Some of my group disliked the randomness of the mechanics, in particular a sort of personality card that is attached to a murderhobo hero after they've been equipped but before they face the monster, because a poor card can scupper an entire turn's planning and strategy. I do sympathise but I love randomness in games, in part because it's funny when your super tank paladin loses all his weapons on the way to the dungeon, but also because I am terrible at all board games so I never have a strategy that can be ruined. I admit that I am perhaps in a distinct and quite strange minority.

The game has great presentation. It all comes in a compact box and given it's got one of those Fantasy Flight Big Useless Insert™ things, you can even fit an expansion or two in there. The components are sturdy and the cards look like they will stand up to the metric fudgeton of shuffling the game requires.

It also has great representation, with lots of people of different ethnicities and genders on display, although I would have liked the artist Victoria Ying to lean more into the fantasy element and give us more blue, green, and orange people alongside the brown and pink. I do have a robot in my set, but I think it's a pre-order bonus.

Ying's art takes a quaint, heartwarming, almost whimsical approach reminiscent of that of Kazu Kibuishi, or Ryan Laukat's art for Above and Below. It's D&D through a Disney/Ghibli lens and it's lovely without being twee. The individual shop playmat things are perhaps my favourite pieces, evocative environments that you don't want to spoil by laying cards over them.

The title is rubbish though. It's neither evocative nor descriptive, and instead falls into some half-arsed agonising beige abyss betwixt the two, but I'm not going to suggest you avoid it because of that.

In fact, I suggest you do the opposite of avoiding the game, which is... er, buying it, probably. If you can find it, that is. It seems to be out of stock or at a pre-order stage everywhere, including direct from the publisher, but there is a print-your-own version you can buy from the designers. However you get it, get it, because it's ace.

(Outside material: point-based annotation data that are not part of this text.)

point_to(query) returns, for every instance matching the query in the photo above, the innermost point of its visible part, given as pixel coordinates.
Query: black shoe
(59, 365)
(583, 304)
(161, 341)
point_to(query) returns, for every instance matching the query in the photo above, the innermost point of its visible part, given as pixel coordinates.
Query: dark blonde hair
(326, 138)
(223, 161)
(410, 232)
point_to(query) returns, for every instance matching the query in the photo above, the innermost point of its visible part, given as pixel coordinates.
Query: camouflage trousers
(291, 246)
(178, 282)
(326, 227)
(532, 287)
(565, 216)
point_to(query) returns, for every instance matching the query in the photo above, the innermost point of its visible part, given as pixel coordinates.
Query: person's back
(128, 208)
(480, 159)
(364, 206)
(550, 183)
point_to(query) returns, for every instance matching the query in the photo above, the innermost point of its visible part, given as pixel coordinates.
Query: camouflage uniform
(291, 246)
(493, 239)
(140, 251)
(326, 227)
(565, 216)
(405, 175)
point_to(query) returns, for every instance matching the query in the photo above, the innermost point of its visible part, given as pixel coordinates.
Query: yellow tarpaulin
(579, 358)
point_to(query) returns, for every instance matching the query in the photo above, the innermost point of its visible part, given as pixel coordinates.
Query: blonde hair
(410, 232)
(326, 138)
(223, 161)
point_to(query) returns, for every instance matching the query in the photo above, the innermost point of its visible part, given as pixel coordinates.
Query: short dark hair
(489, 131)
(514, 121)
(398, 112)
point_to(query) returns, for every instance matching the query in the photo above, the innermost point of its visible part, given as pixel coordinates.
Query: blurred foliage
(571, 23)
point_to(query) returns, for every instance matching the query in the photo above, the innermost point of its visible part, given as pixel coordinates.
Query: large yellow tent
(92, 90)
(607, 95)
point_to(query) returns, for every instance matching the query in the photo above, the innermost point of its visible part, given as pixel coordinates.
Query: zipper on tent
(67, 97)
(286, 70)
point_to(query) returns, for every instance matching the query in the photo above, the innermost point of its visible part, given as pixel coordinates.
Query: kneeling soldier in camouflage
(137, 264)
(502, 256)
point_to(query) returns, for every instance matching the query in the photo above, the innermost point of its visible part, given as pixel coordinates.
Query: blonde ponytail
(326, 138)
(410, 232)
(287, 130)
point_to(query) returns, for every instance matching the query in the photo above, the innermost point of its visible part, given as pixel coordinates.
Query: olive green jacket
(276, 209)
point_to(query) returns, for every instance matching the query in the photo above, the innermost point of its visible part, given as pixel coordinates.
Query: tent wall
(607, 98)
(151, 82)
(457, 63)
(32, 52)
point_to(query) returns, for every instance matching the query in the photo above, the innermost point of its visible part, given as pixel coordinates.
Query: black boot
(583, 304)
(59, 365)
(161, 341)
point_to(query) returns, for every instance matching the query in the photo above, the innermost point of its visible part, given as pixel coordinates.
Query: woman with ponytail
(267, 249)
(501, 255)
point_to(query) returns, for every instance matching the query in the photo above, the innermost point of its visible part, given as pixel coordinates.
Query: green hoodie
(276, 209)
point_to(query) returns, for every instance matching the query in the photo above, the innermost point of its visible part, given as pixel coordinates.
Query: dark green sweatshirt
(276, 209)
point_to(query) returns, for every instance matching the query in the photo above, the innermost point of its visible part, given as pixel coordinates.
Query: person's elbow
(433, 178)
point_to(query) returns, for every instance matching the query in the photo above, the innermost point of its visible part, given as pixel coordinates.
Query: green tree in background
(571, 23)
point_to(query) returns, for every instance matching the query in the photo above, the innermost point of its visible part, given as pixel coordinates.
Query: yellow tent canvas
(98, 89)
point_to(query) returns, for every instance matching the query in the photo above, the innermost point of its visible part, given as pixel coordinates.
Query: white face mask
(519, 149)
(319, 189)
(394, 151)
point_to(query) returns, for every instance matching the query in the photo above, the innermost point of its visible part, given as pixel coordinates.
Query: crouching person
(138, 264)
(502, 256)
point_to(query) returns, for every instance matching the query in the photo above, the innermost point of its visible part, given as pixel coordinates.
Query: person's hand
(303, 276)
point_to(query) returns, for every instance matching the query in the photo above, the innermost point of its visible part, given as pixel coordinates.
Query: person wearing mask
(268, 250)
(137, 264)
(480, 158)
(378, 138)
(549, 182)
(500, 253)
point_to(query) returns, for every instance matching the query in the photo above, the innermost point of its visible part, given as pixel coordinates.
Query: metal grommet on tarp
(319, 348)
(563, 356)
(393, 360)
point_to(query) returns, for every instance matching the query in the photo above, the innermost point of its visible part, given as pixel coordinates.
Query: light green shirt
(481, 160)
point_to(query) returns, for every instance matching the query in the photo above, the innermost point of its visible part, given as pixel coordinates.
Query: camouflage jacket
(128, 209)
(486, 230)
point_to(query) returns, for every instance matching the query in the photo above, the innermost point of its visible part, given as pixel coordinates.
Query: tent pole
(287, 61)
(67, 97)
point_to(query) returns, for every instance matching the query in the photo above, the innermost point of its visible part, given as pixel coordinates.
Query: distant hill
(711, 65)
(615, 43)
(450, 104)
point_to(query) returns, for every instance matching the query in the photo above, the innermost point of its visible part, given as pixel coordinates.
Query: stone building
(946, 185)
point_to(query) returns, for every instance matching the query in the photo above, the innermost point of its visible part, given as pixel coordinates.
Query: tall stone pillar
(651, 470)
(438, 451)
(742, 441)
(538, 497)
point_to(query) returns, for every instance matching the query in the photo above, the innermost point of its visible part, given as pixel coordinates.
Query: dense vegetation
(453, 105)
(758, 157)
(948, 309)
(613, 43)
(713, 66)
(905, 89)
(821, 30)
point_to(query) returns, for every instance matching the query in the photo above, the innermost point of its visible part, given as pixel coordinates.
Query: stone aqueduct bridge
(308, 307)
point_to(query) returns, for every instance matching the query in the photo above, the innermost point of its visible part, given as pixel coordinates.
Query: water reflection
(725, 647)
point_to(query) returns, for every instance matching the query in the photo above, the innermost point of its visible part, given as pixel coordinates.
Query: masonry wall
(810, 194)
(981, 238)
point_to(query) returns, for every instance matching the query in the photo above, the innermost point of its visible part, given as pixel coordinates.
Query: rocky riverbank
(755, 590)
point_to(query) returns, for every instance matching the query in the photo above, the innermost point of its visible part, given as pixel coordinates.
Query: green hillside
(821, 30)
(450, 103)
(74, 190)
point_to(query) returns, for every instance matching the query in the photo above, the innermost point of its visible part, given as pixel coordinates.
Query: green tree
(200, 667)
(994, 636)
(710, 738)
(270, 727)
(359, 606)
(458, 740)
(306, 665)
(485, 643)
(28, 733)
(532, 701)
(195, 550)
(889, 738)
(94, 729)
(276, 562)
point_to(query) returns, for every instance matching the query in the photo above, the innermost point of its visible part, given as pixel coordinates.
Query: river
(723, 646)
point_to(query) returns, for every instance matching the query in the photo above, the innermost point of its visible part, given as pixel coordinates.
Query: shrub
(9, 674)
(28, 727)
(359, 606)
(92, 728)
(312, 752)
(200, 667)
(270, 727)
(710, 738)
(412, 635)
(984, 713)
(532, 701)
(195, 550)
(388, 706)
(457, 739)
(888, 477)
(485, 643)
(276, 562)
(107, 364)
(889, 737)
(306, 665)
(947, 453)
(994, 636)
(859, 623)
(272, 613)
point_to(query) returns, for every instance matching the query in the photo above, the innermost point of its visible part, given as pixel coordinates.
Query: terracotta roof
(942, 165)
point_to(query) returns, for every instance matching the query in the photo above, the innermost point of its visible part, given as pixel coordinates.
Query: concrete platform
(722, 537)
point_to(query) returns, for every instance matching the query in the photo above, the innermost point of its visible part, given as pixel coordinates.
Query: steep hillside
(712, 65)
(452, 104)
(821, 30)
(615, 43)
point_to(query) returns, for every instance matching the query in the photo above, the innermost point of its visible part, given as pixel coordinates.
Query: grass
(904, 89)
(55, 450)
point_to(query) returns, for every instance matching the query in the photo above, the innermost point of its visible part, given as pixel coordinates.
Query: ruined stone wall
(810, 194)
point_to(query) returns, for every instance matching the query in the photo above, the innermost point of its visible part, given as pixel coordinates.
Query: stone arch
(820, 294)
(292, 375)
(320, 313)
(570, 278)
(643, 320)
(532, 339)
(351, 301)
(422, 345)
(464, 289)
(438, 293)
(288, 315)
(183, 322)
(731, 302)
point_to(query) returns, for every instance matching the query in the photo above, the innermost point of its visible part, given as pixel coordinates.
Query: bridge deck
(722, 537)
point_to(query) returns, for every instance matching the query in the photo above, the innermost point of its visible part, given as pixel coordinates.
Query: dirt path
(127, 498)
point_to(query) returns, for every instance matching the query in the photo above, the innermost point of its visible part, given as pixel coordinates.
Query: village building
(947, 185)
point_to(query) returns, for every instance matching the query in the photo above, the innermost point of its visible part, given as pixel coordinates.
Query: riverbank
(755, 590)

(It's also reasonable in terms of price at about £32, but even I have standards and the obvious pun is below them. Just.)

Arbitrary numeric score: +1/+1

But wait, before you go, I have a special offer for you!

(See what I did there?)

As a pre-order bonus I also got the Solo Mode expansion. This does exactly what it says on the tin. Box. You get a small deck of cards and a little rules booklet that together modify the game so that you are competing against a vague, nebulous cloud of competitors that you never see. It's a bit weird because there are no other items or shops and when the murderhobos heroes go to the competitors, they disappear from the game, so it feels like half the game is off in some strange ghost dimension.

Perhaps I'm overthinking it, or perhaps the expansion should be called Strange Ghost Dimension Shopping. You decide.

Anyway. The solo mode works in much the same way as the base game but skews things a bit here and there and as such is both easier and more difficult, which I know makes no sense, but there it is. Your shop can suffer damage, and the apocalyptic losing condition remains and is a bit more pressing with murderhobos heroes disappearing each turn, but is still probably not going to happen unless things go very wrong. On the other hand, winning is much easier as the Strange Ghost Competitors don't score any points, but there are degrees of victory so the game becomes more about beating your own high score.

I think Bargain Quest works best as a group game because you can steal each other's murderhobos heroes and money, and laugh with each other when someone keeps sending murderhobo hero after murderhobo hero to fight monsters with nothing more than a pair of old boots, but it is a fun enough game that I will play it solo now and then. Would I buy the expansion if I didn't get it with the game anyway? I don't think so, but that's just because I'd prefer to enjoy it with others.